Slipsee is built with privacy as a day-one requirement, not a settings page. Here is the whole deal, in plain English.
The short version
Four promises we design around.
Encrypted at rest
Receipt images are stored privately and encrypted. Delete any receipt — image and data — whenever you like.
No bank connections
Slipsee never touches your accounts. It only knows what you choose to scan.
No location tracking
Merchant locations come from the receipt itself — your device’s GPS is never used.
Sign in with Apple
One tap, no passwords, and an optional Face ID lock on the whole app.
What Slipsee collects
Only what makes the app work: the receipt images you scan, the structured data extracted from them (merchant, items, prices, dates), and the account identifier from Sign in with Apple.

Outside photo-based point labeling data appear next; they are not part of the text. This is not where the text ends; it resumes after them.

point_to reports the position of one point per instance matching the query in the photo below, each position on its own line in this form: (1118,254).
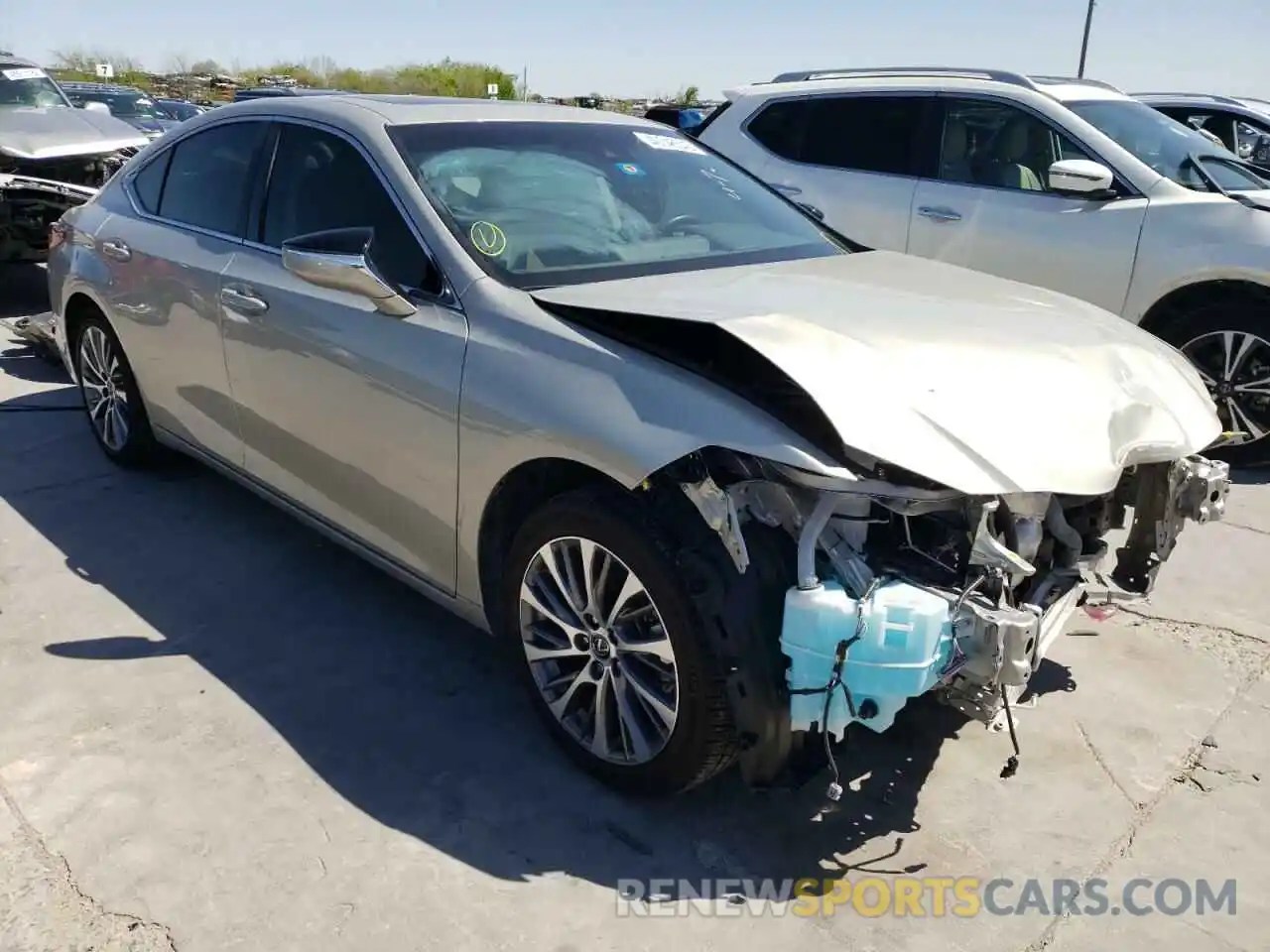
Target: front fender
(608,407)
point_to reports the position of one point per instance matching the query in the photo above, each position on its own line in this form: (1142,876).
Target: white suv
(1067,184)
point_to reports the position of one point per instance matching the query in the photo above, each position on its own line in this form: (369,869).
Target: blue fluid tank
(906,643)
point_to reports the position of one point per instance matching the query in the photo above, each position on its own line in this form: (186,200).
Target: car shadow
(23,291)
(1250,476)
(420,720)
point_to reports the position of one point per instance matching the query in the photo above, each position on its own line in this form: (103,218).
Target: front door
(345,411)
(991,209)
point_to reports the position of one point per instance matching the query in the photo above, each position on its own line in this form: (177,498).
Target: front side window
(540,203)
(209,175)
(1170,148)
(779,127)
(864,134)
(1001,146)
(30,86)
(321,181)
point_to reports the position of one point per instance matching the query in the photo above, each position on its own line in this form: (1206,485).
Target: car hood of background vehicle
(60,131)
(984,385)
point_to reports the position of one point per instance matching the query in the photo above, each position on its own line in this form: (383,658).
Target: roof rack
(1076,81)
(1014,79)
(1206,96)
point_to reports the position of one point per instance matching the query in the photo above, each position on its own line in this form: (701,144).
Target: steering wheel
(679,222)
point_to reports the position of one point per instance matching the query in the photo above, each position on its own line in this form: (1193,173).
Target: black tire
(1198,334)
(703,739)
(139,449)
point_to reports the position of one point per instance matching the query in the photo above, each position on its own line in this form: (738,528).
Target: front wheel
(111,397)
(1228,343)
(613,648)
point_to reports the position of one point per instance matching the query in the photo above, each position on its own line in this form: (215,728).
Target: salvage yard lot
(220,731)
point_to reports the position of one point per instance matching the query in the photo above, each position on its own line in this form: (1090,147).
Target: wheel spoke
(657,647)
(631,589)
(1234,348)
(599,733)
(633,731)
(652,701)
(564,585)
(1241,420)
(1257,388)
(550,611)
(561,706)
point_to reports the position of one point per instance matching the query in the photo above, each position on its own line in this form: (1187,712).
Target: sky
(658,48)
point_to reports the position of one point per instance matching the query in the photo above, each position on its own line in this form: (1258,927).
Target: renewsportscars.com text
(925,896)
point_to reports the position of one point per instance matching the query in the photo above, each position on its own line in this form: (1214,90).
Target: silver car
(726,481)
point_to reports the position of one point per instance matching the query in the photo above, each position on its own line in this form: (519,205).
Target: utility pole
(1084,42)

That’s the list — no contacts, no location, no browsing data, no advertising identifiers.
Where it lives
Your receipts sync to your private cloud space so they survive a lost phone. Images and data are encrypted at rest, isolated per account, and used for exactly one purpose: showing you your own spending.
What we never do
We don’t sell your data, share it with advertisers, or use your receipts to train models for anyone else. There are no ads in Slipsee, and there never will be a version of this app where your grocery list is the product.
Deleting your data
Every receipt is deletable in one tap — the image and every extracted row go with it. Deleting your account removes everything. No archives kept “for your convenience,” no thirty-day limbo.
This page is a plain-English summary of how Slipsee is designed. A formal privacy policy will accompany the App Store release.